US President Joe Biden has raised the maximum number of refugees allowed to enter the United States annually, succumbing to the anger of his party after he initially chose to stick to the number that was set under Trump.
The Democratic president raised the ceiling from 15,000 to 62,500 after protest by progressives and refugee agencies.
The White House had indicated that Biden would revise the figure in May.
Reports last month said Biden was concerned about letting in more people, amid record influxes at the US-Mexico border.
What did Biden say?
Biden said on Monday that the new number 62,500 “erases the record low” set by former President Donald Trump.
Biden also said that his administration plans to raise that number next year to 125,000 refugees.
But he said the United States would not actually achieve 62,500 this year, arguing that his administration must “repair the damage” the previous administration did.
The Biden administration has consistently blamed the Trump administration for the current problems at the border, with White House spokeswoman Jane Saki describing the immigration system Trump succeeded as “disjointed” and “impractical.”
Trump gradually reduced the maximum number of refugees during his tenure, reducing the number from 110,000 refugees in President Barack Obamas last year to a record low of 15,000.
Biden said in his statement on Monday that this “does not reflect Americas values as a country that welcomes and supports refugees.”
Why did he review the number?
Biden said in his April emergency declaration that admitting up to 15,000 refugees was “justified by humanitarian concerns and is otherwise in the national interest.”
Instead, the president lifted restrictions on resettlement from Somalia, Syria, and Yemen and provided more opportunities for people from Africa, the Middle East and Central America.

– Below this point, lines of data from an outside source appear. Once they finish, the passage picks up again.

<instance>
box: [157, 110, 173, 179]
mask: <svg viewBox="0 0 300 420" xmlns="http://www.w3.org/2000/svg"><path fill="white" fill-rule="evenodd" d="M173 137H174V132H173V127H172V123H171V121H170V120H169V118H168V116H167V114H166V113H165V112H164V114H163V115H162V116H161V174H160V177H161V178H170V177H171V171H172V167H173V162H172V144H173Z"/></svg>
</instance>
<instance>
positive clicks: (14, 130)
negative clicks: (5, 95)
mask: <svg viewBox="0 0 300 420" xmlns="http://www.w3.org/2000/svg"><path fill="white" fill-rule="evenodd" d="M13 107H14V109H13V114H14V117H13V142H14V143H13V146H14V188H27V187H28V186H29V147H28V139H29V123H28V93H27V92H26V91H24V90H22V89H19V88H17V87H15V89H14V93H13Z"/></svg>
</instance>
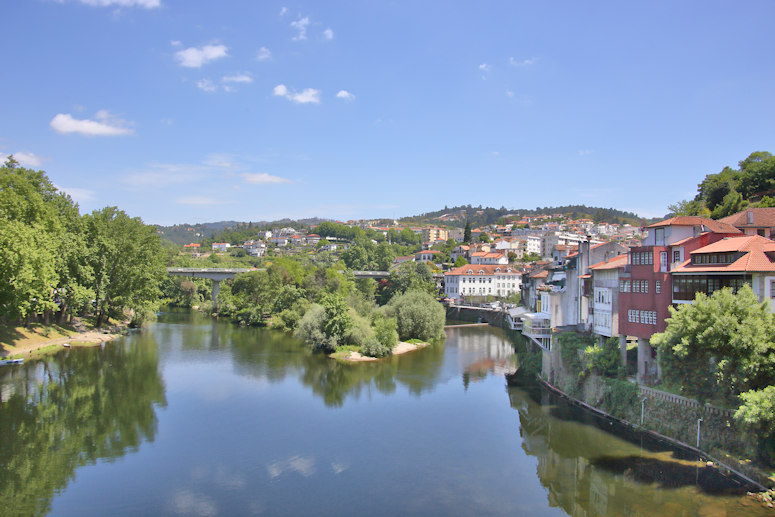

Biden faced an immediate response from refugee groups and members of his party, with left-wing New York congresswoman Alexandria Ocasio-Cortez describing the refugee minimum as “racist and xenophobic.”
The World Relief Organization said last month that the White House’s allegations that the US refugee resettlement program needed to be rebuilt after the Trump years was a “completely false narrative” and a “purely political calculation.”
Biden’s policy volatility has forced hundreds of refugees already permitted to travel to cancel their trips.
A White House official told Reuters on Monday that the president chose to raise the ceiling in order to “send a very clear message that the treatment of refugees is an important part of Americas standing in the world,” adding that the initial cap “did not send the right message.”
Refugee groups, including the International Rescue Committee, have applauded the decision.
“President Biden’s decision is good for America and the refugees,” said its chief executive, David Miliband, a former British foreign secretary (of the Labor Party). “We welcome bold steps to re-protect refugees after four years of extremely destructive politics,” he added.
What does this have to do with the US-Mexico border?
The refugee program in a country differs from the asylum system. Refugee status applies to those who seek protection while abroad, while asylum seekers do so from a port of entry or from within the United States.
But the White House is known to be concerned about the record number of undocumented immigrants arriving at the southern border, with numbers expected to increase as the weather warms.
Figures for unaccompanied children have increased in particular, straining available shelters and resources. Pictures from inside a border facility for migrants showed children gathered in makeshift rooms.
And last week, a member of the President’s party, Senator Mark Kelly of the Arizona border state, expressed his frustration with Biden’s handling of the “crisis” – a label the White House has so far resisted.
On Monday, a Pew Research Center poll found that a majority of American adults are critical of the US government’s handling of the border situation.
About two-thirds of adults in the United States said the Biden administration was doing a very bad or somewhat poor job of dealing with the increasing number of asylum seekers, according to the results.